Fuel remains the second largest fleet expense so it follows that reducing business mileage can be good news for a company’s bottom line, as well as its green credentials.

But despite a recent survey revealing an impressive 95% of company car drivers are eager to reduce the fuel bill, almost one third (31%) of respondents to a Fleet News poll said they were not looking to decrease their business mileage.

The results reveal that while UK business drivers want to reduce their fuel consumption, the majority of employers could do more to assist them, which is a cost saving opportunity missed.

Despite this, an increasing number of fleets are looking towards driver training, alternatives to the car and technology, such as telematics and video-conferencing, to cut their fuel consumption.

That desire is being driven by the economic climate and many boardrooms have handed down targeted reductions for business mileage.

The Ordnance Survey is actively reducing its business mileage by 3% year-on-year, with its management constantly looking at how they can maintain that downward trend.

Trevor Pinhorne, transport administrator at Ordnance Survey, said: “Reduced business mileage has been achieved so far by stopping all non-essential business trips and changing field surveyors work patterns.”

Leigh Stiff, fleet manager at Hannaford, explained their drivers were encouraged to travel by train if it made economic sense.

“We have to consider congestion charges and parking for the day amongst other things, as the majority of work we carry out is based around greater London,” said Stiff. “By the time we have added the company fuel figure we are usually better off sending them on the train.”

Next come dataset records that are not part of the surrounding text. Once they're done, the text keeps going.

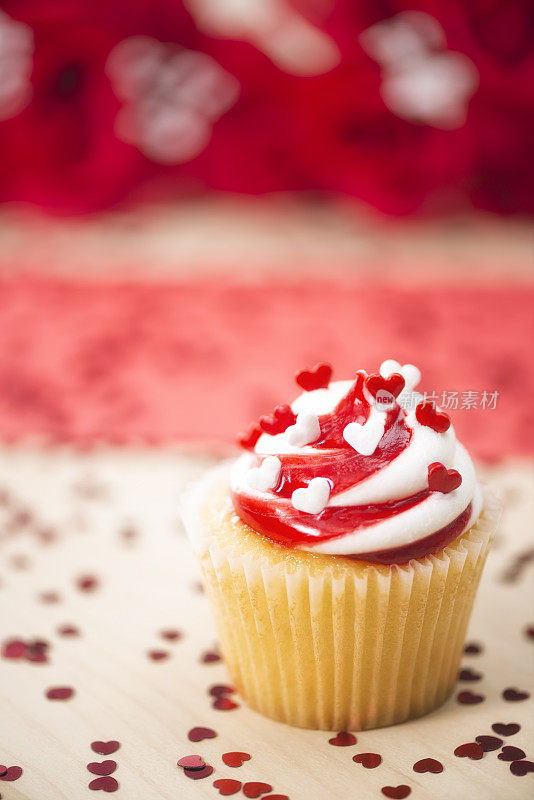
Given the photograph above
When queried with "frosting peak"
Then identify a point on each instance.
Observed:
(352, 471)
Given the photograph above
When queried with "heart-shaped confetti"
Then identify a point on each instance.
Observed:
(427, 414)
(392, 385)
(441, 479)
(105, 748)
(254, 789)
(506, 728)
(368, 760)
(306, 429)
(266, 476)
(428, 765)
(396, 792)
(199, 734)
(191, 762)
(343, 739)
(235, 759)
(488, 743)
(249, 439)
(469, 675)
(227, 786)
(106, 784)
(277, 422)
(510, 753)
(60, 693)
(11, 774)
(313, 498)
(103, 767)
(198, 774)
(471, 750)
(470, 698)
(514, 695)
(316, 378)
(521, 767)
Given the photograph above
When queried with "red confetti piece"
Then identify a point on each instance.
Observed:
(427, 414)
(254, 789)
(470, 698)
(199, 734)
(468, 674)
(191, 762)
(396, 792)
(227, 786)
(102, 767)
(471, 750)
(521, 767)
(235, 759)
(506, 729)
(60, 693)
(343, 739)
(510, 753)
(488, 743)
(515, 695)
(318, 377)
(198, 774)
(106, 784)
(105, 748)
(441, 479)
(368, 760)
(428, 765)
(11, 774)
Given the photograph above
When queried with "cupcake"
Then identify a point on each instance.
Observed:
(342, 552)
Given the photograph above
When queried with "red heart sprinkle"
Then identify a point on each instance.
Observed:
(396, 792)
(102, 768)
(428, 765)
(515, 695)
(473, 649)
(368, 760)
(107, 784)
(509, 753)
(393, 385)
(506, 729)
(191, 762)
(223, 703)
(60, 693)
(468, 674)
(105, 748)
(235, 759)
(469, 750)
(343, 739)
(11, 774)
(441, 479)
(316, 378)
(277, 422)
(199, 734)
(158, 655)
(488, 743)
(470, 698)
(249, 439)
(227, 786)
(427, 414)
(521, 767)
(255, 788)
(198, 774)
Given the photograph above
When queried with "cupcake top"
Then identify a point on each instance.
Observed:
(364, 469)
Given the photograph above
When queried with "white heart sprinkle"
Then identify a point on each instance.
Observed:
(313, 498)
(266, 476)
(305, 430)
(410, 373)
(365, 438)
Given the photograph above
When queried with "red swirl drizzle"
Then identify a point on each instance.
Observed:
(273, 515)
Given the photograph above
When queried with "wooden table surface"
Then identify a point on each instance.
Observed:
(93, 541)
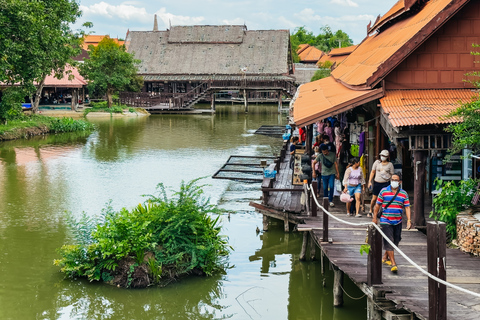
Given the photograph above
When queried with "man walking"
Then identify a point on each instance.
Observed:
(329, 171)
(392, 200)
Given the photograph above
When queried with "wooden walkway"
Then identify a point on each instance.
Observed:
(404, 292)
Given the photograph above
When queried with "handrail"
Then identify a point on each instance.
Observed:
(399, 251)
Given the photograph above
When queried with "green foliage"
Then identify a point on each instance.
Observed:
(110, 68)
(364, 248)
(11, 103)
(326, 40)
(320, 74)
(161, 234)
(465, 133)
(36, 40)
(451, 200)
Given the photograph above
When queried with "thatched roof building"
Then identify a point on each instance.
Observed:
(225, 52)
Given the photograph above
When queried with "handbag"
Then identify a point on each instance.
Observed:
(380, 211)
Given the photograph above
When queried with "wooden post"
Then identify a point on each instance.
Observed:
(325, 220)
(213, 102)
(372, 311)
(337, 287)
(303, 252)
(265, 222)
(419, 188)
(279, 101)
(374, 260)
(436, 249)
(313, 193)
(312, 247)
(245, 101)
(286, 223)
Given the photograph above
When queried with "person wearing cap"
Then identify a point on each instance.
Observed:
(393, 199)
(329, 171)
(382, 171)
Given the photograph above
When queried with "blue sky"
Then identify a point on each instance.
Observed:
(115, 18)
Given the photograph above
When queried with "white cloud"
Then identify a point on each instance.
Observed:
(169, 18)
(345, 3)
(122, 11)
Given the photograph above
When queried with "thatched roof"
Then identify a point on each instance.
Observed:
(211, 50)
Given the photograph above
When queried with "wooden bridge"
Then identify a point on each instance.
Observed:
(184, 101)
(408, 294)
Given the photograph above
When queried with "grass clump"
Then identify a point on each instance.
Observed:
(153, 243)
(25, 126)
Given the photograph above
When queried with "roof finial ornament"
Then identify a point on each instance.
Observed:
(155, 24)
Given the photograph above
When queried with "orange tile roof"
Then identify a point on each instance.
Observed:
(302, 47)
(77, 82)
(380, 53)
(93, 39)
(310, 54)
(342, 51)
(423, 107)
(320, 99)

Lease providers and daily rental companies are proactively working with businesses to advise them on how best to reduce their company’s fuel bill.

Lorraine Farnon, UK sales director for Europcar, explained it offered support to fleet managers “in identifying where savings can be made through driver training, better route planning, shared journeys and generally more efficient use of vehicles”.

They, like many fleets, recognise that pump price volatility looks set to remain and the need to cut carbon emissions will become even greater.